I can see that, the jews have a way with words. 

there's something similar with  The Greeks called theologoumena which is a theological opinion that isn't dogmatic or goes against dogma. (don't quote me) Eden in Genesis could be a garden on earth, life on mars, an alternative state, or a parallel universe. none of those things go against dogma (necessarily) so it's not wrong to say it could be those, but it's not definitive either. If you're a rational person, you'll mind will break trying to get a definitive answer on non dogmatic questions.  Alien and UFO sightings are demons appearing on earth.


----------



## Lord of the Large Pants (Mar 8, 2021)

To take a stab at answering that, first you have to understand how ancient creation stories work. When you look at creation stories from that era (Jewish, Babylonian, Egyptian), exactly none of it is about creating existence out of non-existence. They're about creating order out of chaos. It's about getting from primordial chaos to a functioning ecosystem. And as it turns out, evolution is actually a_ pretty damn good way to do that._ It took a rather long time to get there, but... so what?

Now that's not to say Genesis is a coded textbook about evolution. It's not. It's structured as poetry, and it does it a disservice to read it as anything else. But instead of explaining the physical ordering of nature (as covered by science), it explains the proper relationship between God, man, and nature.


----------



## Penis Drager (Mar 8, 2021)

Rust-froth said:


> A perfectly wise god wanting to most effective path would pick the most effective one. A shit posting perfectly wise God might find it fun to see what crazy shit happens and witness in real time. What if God really likes realitys in the form of destruction derbys? You're projecting your desires for God onto God, who is unknowable. Maybe the crazy ride we're on is the most effective way.


Again, deism doesn't fall to this logic. An uncaring god can sit back and watch things roll. But one that sees man as an image of himself wouldn't bother to use this weird thing called "evolution" to make one.


----------



## Rust-froth (Mar 8, 2021)

Penis Drager said:


> Again, deism doesn't fall to this logic. An uncaring god can sit back and watch things roll. But one that sees man as an image of himself wouldn't bother to use this weird thing called "evolution" to make one.

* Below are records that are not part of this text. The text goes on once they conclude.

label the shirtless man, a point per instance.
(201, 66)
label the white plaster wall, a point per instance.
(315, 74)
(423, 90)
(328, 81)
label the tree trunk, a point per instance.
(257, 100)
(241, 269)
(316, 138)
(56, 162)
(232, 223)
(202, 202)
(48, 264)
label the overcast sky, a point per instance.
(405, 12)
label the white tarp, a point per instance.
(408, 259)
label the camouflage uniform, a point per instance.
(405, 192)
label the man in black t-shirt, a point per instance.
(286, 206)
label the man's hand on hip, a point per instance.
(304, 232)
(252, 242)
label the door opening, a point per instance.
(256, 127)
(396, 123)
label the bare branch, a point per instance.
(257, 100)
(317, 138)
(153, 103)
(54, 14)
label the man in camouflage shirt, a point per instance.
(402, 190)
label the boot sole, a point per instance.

How do you know? You're again projecting onto something you can't understand. How do you know God is not subject to evolution?


----------



## Penis Drager (Mar 8, 2021)

Rust-froth said:


> How do you know? You're again projecting onto something you can't understand. How do you know God is not subject to evolution?


Well the bible says God is eternal, all knowing, and all powerful. Seems to follow that he's not subject to evolution if Christianity is true.


----------



## NOT Sword Fighter Super (Mar 8, 2021)

The Fool said:


> Why'd he make adam and eve with no knowledge of how to be sapient or independent but then put a tree in their garden that could make them understand reality but told them not to touch it and then punished them when they did? Did he know it was going to happen? So then why even set up the garden in the first place and just directly put them in a careless harsh world already knowing that it's terrible?

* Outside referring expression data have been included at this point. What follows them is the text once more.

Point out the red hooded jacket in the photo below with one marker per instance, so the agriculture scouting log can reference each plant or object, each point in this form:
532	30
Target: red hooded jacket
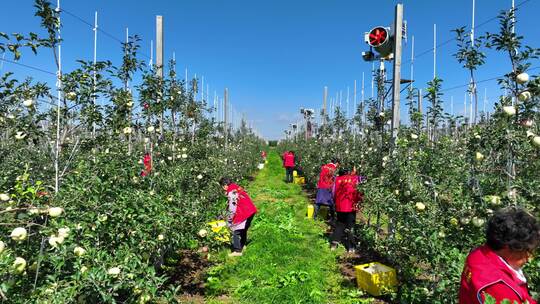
326	177
346	197
147	160
244	207
288	160
486	273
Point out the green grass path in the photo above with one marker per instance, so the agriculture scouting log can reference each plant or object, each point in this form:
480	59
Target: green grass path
288	260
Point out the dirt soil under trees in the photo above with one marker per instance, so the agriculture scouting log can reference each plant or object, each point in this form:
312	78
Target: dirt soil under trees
188	272
347	261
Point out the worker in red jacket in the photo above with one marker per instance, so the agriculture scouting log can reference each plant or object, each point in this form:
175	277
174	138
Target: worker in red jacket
324	187
346	198
241	211
289	164
147	161
494	269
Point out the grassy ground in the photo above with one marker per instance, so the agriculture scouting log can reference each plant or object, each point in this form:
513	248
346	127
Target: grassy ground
288	259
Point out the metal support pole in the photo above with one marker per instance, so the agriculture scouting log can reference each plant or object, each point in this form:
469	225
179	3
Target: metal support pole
225	115
325	98
398	32
95	72
159	61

Because that'd be pretty funny. 
The ultimate trolllllllllolololol


----------



## Rust-froth (Mar 8, 2021)

Penis Drager said:


> Well the bible says God is eternal, all knowing, and all powerful. Seems to follow that he's not subject to evolution if Christianity is true.


None of those things conflict with evolution.


----------



## Penis Drager (Mar 9, 2021)

Rust-froth said:


> None of those things conflict with evolution.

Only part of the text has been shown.